A famous study of a failure of reliability is the Space Shuttle Columbia explosion on re-entry into the Earth’s atmosphere on Feb. 1, 2003. The explosion of the shuttle was caused by the breakage and collision of tiles on a wing of the shuttle. At launch, some damage to the tiles was noted. Some engineers at NASA believed that the damage to the wing could be catastrophic but their concerns were not addressed in the two weeks that Columbia spent in orbit because management believed that even in the case of major damage there was little that could be done to fix it. So how can an organization fail to respond to this kind of information?

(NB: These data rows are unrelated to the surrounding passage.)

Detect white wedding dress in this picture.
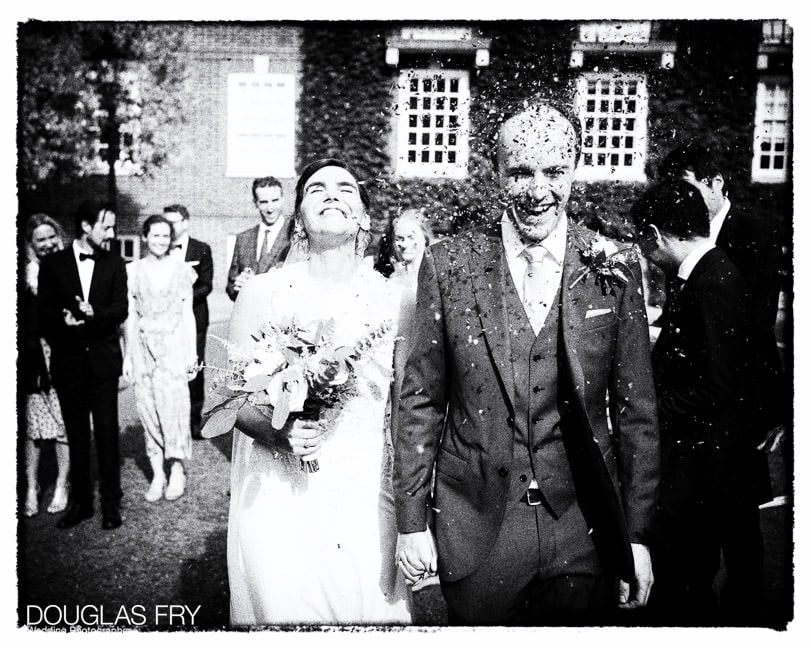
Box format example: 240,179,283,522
227,262,412,626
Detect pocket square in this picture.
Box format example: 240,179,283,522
585,308,613,318
187,260,200,267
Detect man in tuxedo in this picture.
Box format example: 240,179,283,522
394,99,660,625
163,205,213,439
37,200,128,529
633,180,765,624
226,176,293,301
660,143,786,445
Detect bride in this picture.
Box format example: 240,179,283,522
227,158,414,625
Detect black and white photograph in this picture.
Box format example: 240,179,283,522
10,4,798,637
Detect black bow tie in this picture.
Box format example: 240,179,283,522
170,244,183,250
79,252,97,262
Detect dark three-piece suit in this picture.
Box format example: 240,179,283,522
395,220,660,624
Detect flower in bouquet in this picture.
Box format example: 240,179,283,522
200,316,393,472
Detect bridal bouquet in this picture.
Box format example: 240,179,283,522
201,316,393,472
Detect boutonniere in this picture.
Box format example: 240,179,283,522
569,235,638,293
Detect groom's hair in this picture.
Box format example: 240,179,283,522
660,141,731,197
492,93,582,170
632,179,710,240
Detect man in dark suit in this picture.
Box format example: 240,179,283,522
394,99,660,625
38,200,128,529
660,143,786,445
226,176,293,301
164,205,213,439
633,180,765,625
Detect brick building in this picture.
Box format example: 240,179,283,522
18,20,793,324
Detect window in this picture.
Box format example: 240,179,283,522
395,69,470,179
117,235,140,262
751,81,791,183
762,20,792,45
574,73,648,181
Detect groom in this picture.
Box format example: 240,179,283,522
394,98,660,625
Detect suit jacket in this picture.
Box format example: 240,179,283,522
184,237,213,332
652,247,771,509
394,220,660,584
226,218,293,301
717,206,786,431
37,247,128,387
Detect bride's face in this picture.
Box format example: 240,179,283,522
299,166,369,243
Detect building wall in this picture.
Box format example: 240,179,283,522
20,21,792,322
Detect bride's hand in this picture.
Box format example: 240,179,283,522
278,419,323,457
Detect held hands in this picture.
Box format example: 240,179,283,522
618,543,653,609
396,529,438,588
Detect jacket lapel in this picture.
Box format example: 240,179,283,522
244,225,260,272
63,247,84,301
469,226,516,412
560,221,594,415
258,218,291,273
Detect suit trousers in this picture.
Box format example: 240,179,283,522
188,331,206,436
440,488,611,625
55,376,122,510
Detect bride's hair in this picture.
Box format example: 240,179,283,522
292,158,372,259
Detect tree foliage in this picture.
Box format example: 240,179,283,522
18,22,187,204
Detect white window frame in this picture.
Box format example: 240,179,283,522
574,72,648,182
394,68,470,179
89,70,143,177
117,234,140,262
751,80,791,184
762,20,792,45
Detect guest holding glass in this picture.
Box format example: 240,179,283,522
124,215,197,503
21,214,70,517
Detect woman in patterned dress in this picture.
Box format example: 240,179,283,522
123,215,197,502
22,214,70,517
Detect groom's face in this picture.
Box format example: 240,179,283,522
497,106,578,243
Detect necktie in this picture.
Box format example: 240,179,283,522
522,246,549,334
79,252,97,262
258,228,270,263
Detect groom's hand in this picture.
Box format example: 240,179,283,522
618,543,653,609
396,530,437,587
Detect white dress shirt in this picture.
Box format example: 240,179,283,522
72,240,95,301
709,197,731,245
677,240,716,283
501,213,567,334
256,219,286,262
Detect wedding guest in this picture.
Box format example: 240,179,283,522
633,179,765,625
659,142,786,452
124,215,197,502
374,208,437,290
227,159,411,625
394,97,660,625
22,214,70,517
226,177,293,301
38,200,127,529
163,205,213,440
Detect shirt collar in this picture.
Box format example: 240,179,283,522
500,210,567,266
174,232,190,249
677,240,715,282
73,239,95,262
709,197,731,243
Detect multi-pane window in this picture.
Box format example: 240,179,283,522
395,69,470,179
762,19,793,45
574,73,648,181
751,81,791,183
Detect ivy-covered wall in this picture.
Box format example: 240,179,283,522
297,20,792,273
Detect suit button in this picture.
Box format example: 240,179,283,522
498,467,508,478
533,386,541,393
506,416,514,427
533,354,542,362
519,474,527,483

Weick identifies some heuristics against which we can rate our capability to be reliable, in other words to respond effectively to experience and improve by it:

  • How preoccupied with failure are you? Do you treat near misses as information for improvement or as evidence of your awesomeness as a security team?
  • How much do you attempt to simplify? Do you solicit views from outside your security team?
  • How sensitive are you to the whole operation? Do teams interact enough with each other to understand the other jobs being done and are able to form a whole picture of the operation? How much do you share a picture of the threat landscape with the people you are trying to influence?
  • Are you committed to resilience? Do you invest in people’s competence, especially in terms of informal contacts and networks that can be used to solve problems effectively?
  • Do you respect expertise? Often a security team will feel that their expertise is not respected across the organization and that people do not listen. But even with a security team, does everyone know who has the expertise to respond to an issue rather than merely the hierarchical rank to do so?

In the case of the Columbia disaster, many of these questions yielded answers that pointed to a culture of hierarchy and deferred responsibility,  “NASA’s culture of bureaucratic accountability emphasized chain of command, procedure, following the rules, and going by the book….Allegiance to hierarchy and procedure had replaced deference to NASA engineers’ technical expertise” CAIB report states.